LOAD LABEL example_db.example_label
(
DATA INFILE("s3://bucket/example.orc")
INTO TABLE example_table
FORMAT AS "orc"
)
WITH S3
(
...
);

Key points:

  • Use FORMAT AS "orc" to explicitly declare the data file format.
  • Fill in the storage path of the ORC file in DATA INFILE.
  • Provide the access credentials and other connection information for the object storage in WITH S3 (...).

TVF import

Use this method to query a remote ORC file directly through a table-valued function (TVF) and write the result into a table:

INSERT INTO example_table
SELECT *
FROM S3
(
"uri" = "s3://bucket/example.orc",
"format" = "orc",
...
);

Key points:

  • Specify the data format with "format" = "orc" in the TVF parameters.
  • Use "uri" to specify the path of the ORC file in object storage or HDFS.
  • You can add column pruning, filtering, or transformation logic in the SELECT clause before writing to the target table.

FAQ

Q1: Is it required to explicitly specify the format parameter when importing ORC files?
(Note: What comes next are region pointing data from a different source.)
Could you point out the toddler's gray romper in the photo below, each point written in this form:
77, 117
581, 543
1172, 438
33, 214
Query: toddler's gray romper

Yes. Whether you use Stream Load, Broker Load, or a TVF, you must explicitly declare format as orc. Otherwise, the data is parsed in the default format (such as CSV), which causes the import to fail.

Q2: How do you choose between Stream Load, Broker Load, and TVF when importing ORC files?

  • For local or client-side files with a small data volume, prefer Stream Load.
  • For large batches of files on remote object storage or HDFS, prefer Broker Load.
  • When you need to perform column pruning, filtering, or transformation during the import, prefer TVF (INSERT INTO ... SELECT FROM S3/HDFS).

Q3: What does ... mean in the examples?

The ... in the examples is a placeholder. Replace it with the connection parameters required by your environment (such as AK/SK, endpoint, and region for S3) or other optional parameters. For the full list of parameters, refer to the official documentation of each import method.